Im Titelsong des Albums aktualisiert er das berühmte Gedicht von Josep Maria Llompart, BlumenpfadStatt Pflanzennamen nennt er Asbestzement, Beton, Kunstrasen, Palettensofas und Solarmodule. Woher kommt diese Idee?
— Es entstand bei einem meiner Spaziergänge durch Foravila, die ich normalerweise nach der Arbeit mache: Ich genieße es zu sehen, wie sich Flora und Fauna mit den Jahreszeiten verändern. Doch eines Tages, während ich spazieren ging, dachte ich an Llomparts Gedicht, das mir sehr gefällt, das aber meiner Meinung nach nichts mit dem zu tun hatte, was ich vor mir hatte. Die Pflanzen und Blumen waren reine Residuen, also machte ich mir im Kopf eine Liste von allem, was vor mir lag. Als ich nach Hause kam, hatte sich das Lied von selbst ergeben. Es sind keine Erklärungen nötig; man muss nur Gedicht und Lied nebeneinanderstellen, und man versteht alles.
Wir haben über Ähnlichkeiten mit Ihren vorherigen Alben gesprochen, aber es gibt auch einige Unterschiede: Es gibt Songs, die Ihre Fans überraschen werden, wie Ihr neuestes Album „Anecdote of a Movie“. Ist dies Ihr bisher freigeistigstes Album?

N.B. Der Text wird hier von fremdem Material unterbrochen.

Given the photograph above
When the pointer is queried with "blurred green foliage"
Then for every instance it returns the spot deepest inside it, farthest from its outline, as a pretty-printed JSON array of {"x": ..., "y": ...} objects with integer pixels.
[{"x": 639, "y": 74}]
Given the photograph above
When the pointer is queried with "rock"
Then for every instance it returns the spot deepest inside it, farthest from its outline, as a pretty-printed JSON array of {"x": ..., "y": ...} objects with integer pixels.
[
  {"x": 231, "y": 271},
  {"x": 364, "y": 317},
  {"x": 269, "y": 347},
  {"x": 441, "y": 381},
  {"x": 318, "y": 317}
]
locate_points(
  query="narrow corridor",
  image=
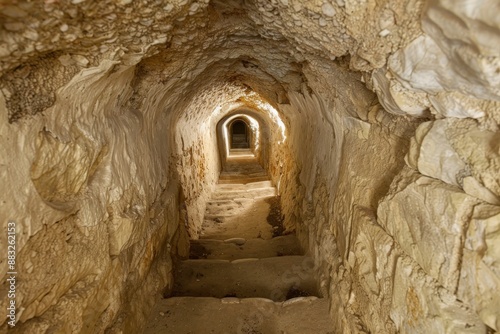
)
(242, 276)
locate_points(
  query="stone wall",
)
(387, 166)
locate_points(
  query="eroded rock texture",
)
(380, 120)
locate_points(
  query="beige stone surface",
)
(378, 125)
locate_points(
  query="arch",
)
(239, 134)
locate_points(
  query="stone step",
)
(236, 194)
(246, 186)
(183, 315)
(240, 248)
(276, 278)
(242, 180)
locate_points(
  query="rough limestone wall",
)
(87, 173)
(396, 199)
(402, 216)
(95, 203)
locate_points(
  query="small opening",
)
(239, 135)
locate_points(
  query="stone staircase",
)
(241, 276)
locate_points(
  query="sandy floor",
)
(243, 276)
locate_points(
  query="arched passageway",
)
(239, 131)
(375, 124)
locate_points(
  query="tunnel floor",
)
(241, 277)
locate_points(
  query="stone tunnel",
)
(375, 121)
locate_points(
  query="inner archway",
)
(239, 131)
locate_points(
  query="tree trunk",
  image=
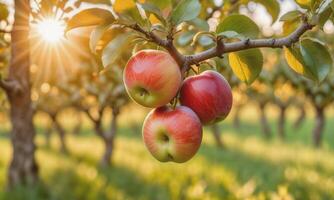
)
(264, 121)
(319, 126)
(300, 118)
(61, 133)
(48, 133)
(23, 167)
(109, 140)
(281, 122)
(216, 133)
(236, 118)
(77, 128)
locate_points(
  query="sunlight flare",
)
(51, 30)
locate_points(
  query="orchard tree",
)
(23, 168)
(17, 84)
(48, 99)
(151, 77)
(93, 94)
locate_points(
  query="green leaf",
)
(307, 4)
(3, 11)
(200, 24)
(113, 51)
(240, 24)
(160, 4)
(90, 17)
(324, 16)
(152, 9)
(290, 26)
(291, 16)
(186, 10)
(205, 42)
(316, 57)
(324, 5)
(272, 7)
(185, 38)
(295, 60)
(311, 60)
(246, 64)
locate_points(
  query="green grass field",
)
(249, 168)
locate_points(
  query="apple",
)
(152, 78)
(172, 134)
(209, 95)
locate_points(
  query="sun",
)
(51, 30)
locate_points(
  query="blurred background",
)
(277, 143)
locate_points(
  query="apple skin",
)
(209, 95)
(172, 135)
(152, 78)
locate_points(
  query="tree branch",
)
(250, 44)
(165, 43)
(185, 61)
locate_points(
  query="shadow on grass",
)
(115, 182)
(268, 175)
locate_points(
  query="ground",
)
(249, 167)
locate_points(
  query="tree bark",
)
(109, 139)
(61, 133)
(319, 126)
(236, 118)
(23, 167)
(77, 128)
(281, 122)
(300, 118)
(48, 133)
(264, 121)
(216, 133)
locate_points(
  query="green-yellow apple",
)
(209, 95)
(172, 134)
(152, 78)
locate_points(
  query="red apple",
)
(152, 78)
(209, 95)
(172, 134)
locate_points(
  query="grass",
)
(249, 168)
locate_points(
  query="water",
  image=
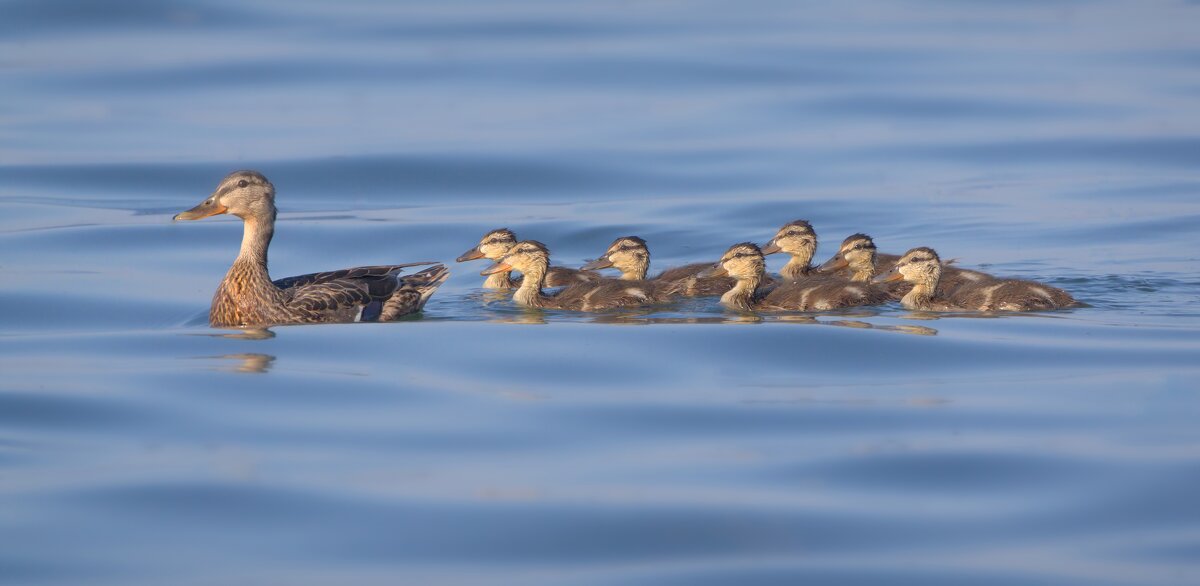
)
(679, 444)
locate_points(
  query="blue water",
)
(1053, 141)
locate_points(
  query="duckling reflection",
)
(532, 258)
(745, 263)
(631, 257)
(923, 268)
(244, 334)
(251, 363)
(496, 244)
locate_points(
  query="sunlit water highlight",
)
(483, 443)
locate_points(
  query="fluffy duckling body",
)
(496, 244)
(923, 268)
(249, 297)
(631, 257)
(745, 263)
(858, 261)
(532, 258)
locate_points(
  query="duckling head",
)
(244, 193)
(919, 265)
(743, 262)
(630, 255)
(857, 251)
(528, 257)
(796, 238)
(492, 246)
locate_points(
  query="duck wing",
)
(355, 273)
(363, 293)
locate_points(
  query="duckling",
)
(799, 240)
(497, 243)
(249, 297)
(923, 268)
(857, 258)
(747, 264)
(532, 258)
(631, 256)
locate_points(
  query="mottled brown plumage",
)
(631, 257)
(745, 263)
(923, 268)
(532, 258)
(496, 244)
(858, 261)
(799, 240)
(249, 297)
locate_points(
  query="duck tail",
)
(414, 292)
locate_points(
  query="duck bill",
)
(205, 209)
(497, 268)
(471, 255)
(771, 249)
(713, 271)
(892, 275)
(599, 263)
(837, 263)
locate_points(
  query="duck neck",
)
(923, 292)
(742, 296)
(256, 239)
(797, 267)
(529, 293)
(499, 281)
(635, 271)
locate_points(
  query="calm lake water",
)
(684, 444)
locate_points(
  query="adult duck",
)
(247, 296)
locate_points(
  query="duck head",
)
(919, 265)
(629, 255)
(857, 251)
(492, 246)
(796, 238)
(742, 261)
(528, 257)
(244, 193)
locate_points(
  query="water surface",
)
(481, 443)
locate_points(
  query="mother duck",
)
(249, 297)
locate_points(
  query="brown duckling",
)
(249, 297)
(858, 261)
(532, 258)
(923, 268)
(631, 257)
(745, 263)
(497, 243)
(799, 240)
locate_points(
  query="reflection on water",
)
(249, 363)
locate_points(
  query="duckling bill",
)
(497, 243)
(923, 268)
(631, 257)
(532, 258)
(745, 263)
(247, 296)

— Die Wirkung, die wir erzielt haben, und die Resonanz, die wir erzielt haben, haben uns mehr Mut gemacht als Verantwortung oder Druck. Deshalb haben wir Hindernisse hinter uns gelassen und uns erlaubt, im Studio mehr zu experimentieren. Als wir anfingen, konnten wir dieses Album nicht machen; es ist wie mit dem Stuhlbau: Wenn man als Schreiner anfängt, baut man nicht gleich am ersten Tag einen Stuhl, sondern lernt nach und nach dazu. So ist es auch mit der Musik, man macht immer weiter und verbessert sich. Ein Bäcker kann nicht von dem guten Brot leben, das er gestern gebacken hat: Er muss es jeden Tag neu backen.